CleanSpark experienced a significant financial setback in its fiscal second quarter, reporting a net loss of $378.3 million, more than double the $138.8 million loss from the same quarter last year. The primary factor behind this loss was a steep decline in Bitcoin’s market price, which impacted the valuation of the company’s Bitcoin holdings.
The company disclosed that $224.1 million of the loss stemmed from the fair value adjustment of its Bitcoin assets, representing nearly 60% of the total quarterly deficit. At quarter’s end, CleanSpark held Bitcoin worth approximately $925.2 million. The net loss per basic share widened to $1.52 from $0.49 the previous year, while quarterly revenue declined to $136.4 million from $181.7 million.
Despite the negative impact of Bitcoin’s price drop, CleanSpark has bolstered its cryptocurrency portfolio, increasing Bitcoin holdings by 14% year-over-year. It also expanded its mining capacity, growing its average monthly hashrate by 18% compared to the previous year, underscoring its ongoing investment in mining operations.
In response to shifting market dynamics, CleanSpark is increasingly diversifying into artificial intelligence (AI) and high-performance computing (HPC).

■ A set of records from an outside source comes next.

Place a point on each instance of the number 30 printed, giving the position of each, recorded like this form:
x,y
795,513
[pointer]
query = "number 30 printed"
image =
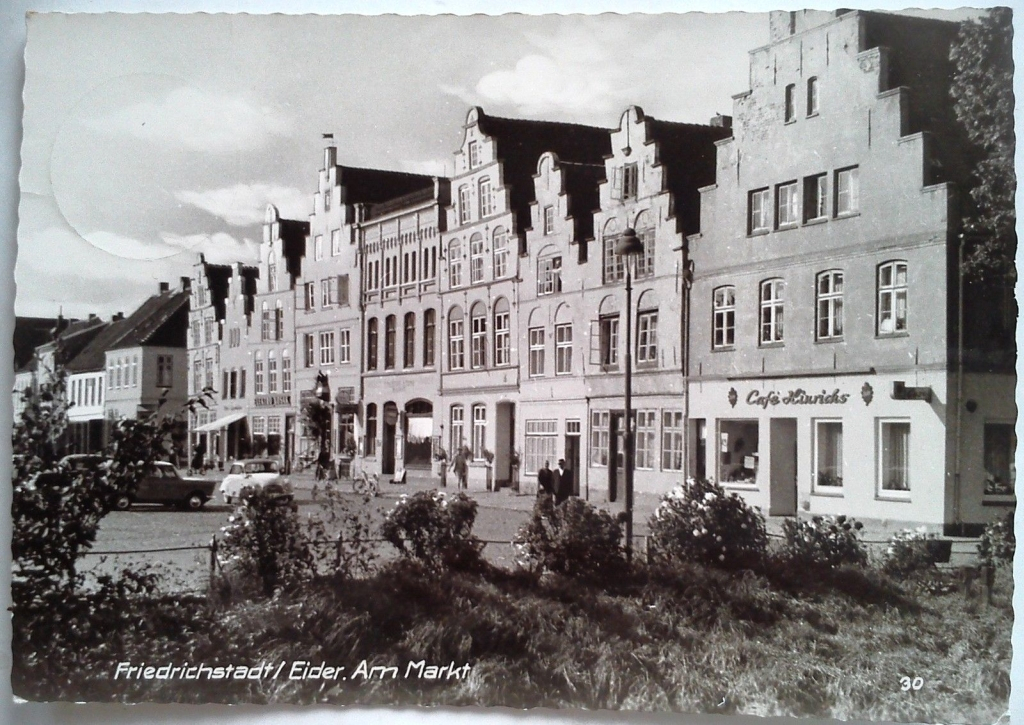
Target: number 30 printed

The firm has doubled its contracted power capacity year-over-year to 585 megawatts, approved by the Electric Reliability Council of Texas (ERCOT), and is progressing with site development in Sandersville, Georgia aimed at supporting AI workloads.
The company finished the quarter with $260.3 million in cash and total assets valued at $2.9 billion. However, its long-term debt surged, nearly tripling to $1.8 billion from $644.6 million six months earlier. This marks a substantial increase in financial leverage amid the company’s strategic pivot.
Following the earnings release, CleanSpark’s shares dropped significantly in after-hours trading, falling 9.51% to $12.94 after closing the day slightly up at $14.30.
CleanSpark’s financial challenges reflect a broader trend in the Bitcoin mining sector. Peers like MARA Holdings and TeraWulf also reported escalating losses linked to Bitcoin market volatility. MARA posted a $1.3 billion loss for the first quarter, with revenue declining 18%, while TeraWulf recorded a net loss of $427 million but showed progress in its AI-focused HPC business segment, which generated $21 million in revenue.